アレクシアさんは一足先に、陛下の下に向かっていきました。どうやら皆のために飲み物を用意なさるつもりなのだろう。よく気のつくお方です。
「なにをっ!!」
突然、アレクシアさんの悲鳴のような鋭い声が響きました。
わたしの所からはアレクシアさんの影になって良く見えません。どうやら女官の一人がスカートの中から何かを取り出そうとしているようでした。
「やめなさいっ!!」
アレクシアさんの声。陛下が不審に思い、近づいていった瞬間。
爆裂音が響き渡りました……。
爆音と共に降り注ぐ赤いもの。わたしの頬に飛び散った飛沫を指で拭う。指先についているのは、小さな肉片だった。
慌てて周囲を見回しても、アレクシアさんの姿が見えない。陛下は倒れ伏している。
「アレクシア! 親父!」
宰相閣下が走ってきました。わたしにエルウィン殿下を押し付けると、血の跡を見つめながらも陛下を抱き起こします。

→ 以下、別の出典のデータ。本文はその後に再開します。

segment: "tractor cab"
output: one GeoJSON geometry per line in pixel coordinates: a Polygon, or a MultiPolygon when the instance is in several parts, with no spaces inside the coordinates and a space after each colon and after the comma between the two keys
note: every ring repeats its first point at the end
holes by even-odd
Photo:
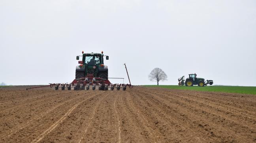
{"type": "Polygon", "coordinates": [[[190,74],[188,75],[190,79],[193,79],[193,81],[195,81],[195,79],[196,79],[196,74],[190,74]]]}

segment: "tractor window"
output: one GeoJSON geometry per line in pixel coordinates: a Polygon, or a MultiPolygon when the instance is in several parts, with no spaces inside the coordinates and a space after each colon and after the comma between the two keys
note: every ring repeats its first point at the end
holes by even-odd
{"type": "Polygon", "coordinates": [[[86,56],[85,60],[85,64],[89,66],[93,66],[100,63],[100,57],[99,56],[86,56]]]}
{"type": "Polygon", "coordinates": [[[196,77],[196,75],[189,75],[189,77],[191,78],[195,78],[196,77]]]}

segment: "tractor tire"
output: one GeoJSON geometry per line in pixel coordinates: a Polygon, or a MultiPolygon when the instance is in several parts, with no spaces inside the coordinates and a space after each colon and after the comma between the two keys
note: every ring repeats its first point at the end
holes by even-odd
{"type": "Polygon", "coordinates": [[[203,87],[204,86],[205,84],[204,82],[203,81],[199,81],[198,82],[198,86],[203,87]]]}
{"type": "Polygon", "coordinates": [[[191,79],[188,79],[185,82],[185,85],[186,86],[192,86],[193,81],[191,79]]]}
{"type": "Polygon", "coordinates": [[[85,72],[84,72],[75,71],[75,79],[79,79],[85,77],[85,72]]]}
{"type": "Polygon", "coordinates": [[[99,75],[100,78],[107,79],[108,79],[108,71],[107,70],[106,71],[102,72],[100,72],[99,75]]]}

いったい何が起きた? 人を原型が留めないほど消し飛ばす爆薬。そんなものをどこで? いえ、そうではない。そんなものを抱えて自爆できるものなのでしょうか?
ああ、わたしはいったい何を考えている。
そんな事を考えている場合じゃない。ダメだ。頭が働かない。なんだろうこの感覚は。霞が掛かっているように、現実感がない。
まさか、本当に、アレクシアさんが死んだ……?
宰相閣下が医師を呼んでいる。何かを叫んでいる。何を言っているのだろう。よく聞き取れない。
「しっかりしなさいっ!」
頬を張られた。
目の前にベーネミュンデ侯爵夫人が立っていた。
目の焦点があう。耳は閉ざせないのに、何も聞こえなかった耳に音が飛び込んできた。
「被害を報告せよ。何人死んだっ。ノイエ・サンスーシ内の全女官の身元を確認させろ」
爆裂音に急いでやってきた近衛兵たちに向かい、矢継ぎ早に指示を飛ばす宰相閣下。顔が青ざめつつも、口調はしっかりしている。冷静だ。

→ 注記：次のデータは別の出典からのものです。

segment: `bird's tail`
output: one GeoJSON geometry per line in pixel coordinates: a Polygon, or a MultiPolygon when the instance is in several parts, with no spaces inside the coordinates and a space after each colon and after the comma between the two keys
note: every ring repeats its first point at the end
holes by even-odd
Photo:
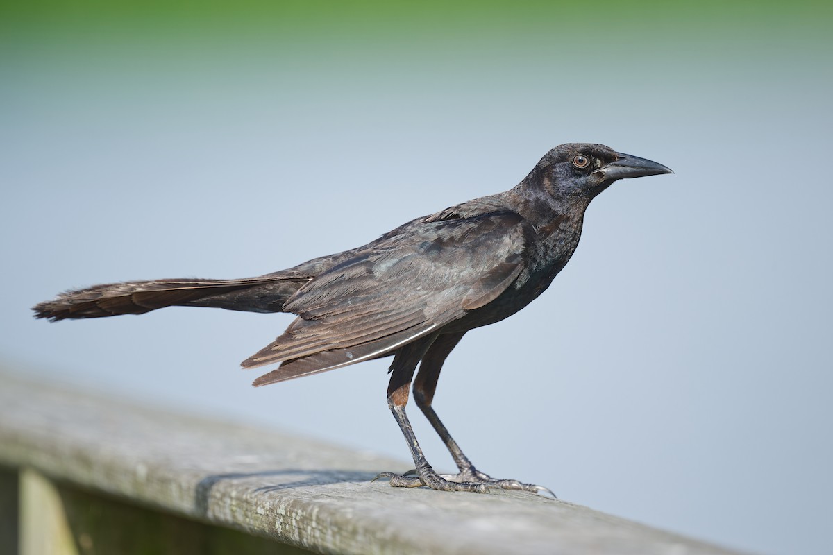
{"type": "Polygon", "coordinates": [[[93,285],[60,294],[32,307],[52,321],[144,314],[166,306],[209,306],[252,312],[281,312],[311,276],[271,274],[242,280],[152,280],[93,285]]]}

エルウィン殿下が泣いている。ぎゅっと抱きしめると、小さな手がわたしの服を掴む。
■宰相府 リヒテンラーデ候クラウス■
ノイエ・サンスーシ内で地球教徒によるテロが起きた。
陛下とアレクシア、そして数名の女官が亡くなった。しかし不幸中の幸いとでも言うべきか、皇太子殿下とエルウィン・ヨーゼフ殿下、マクシミリアン殿下はご無事であった。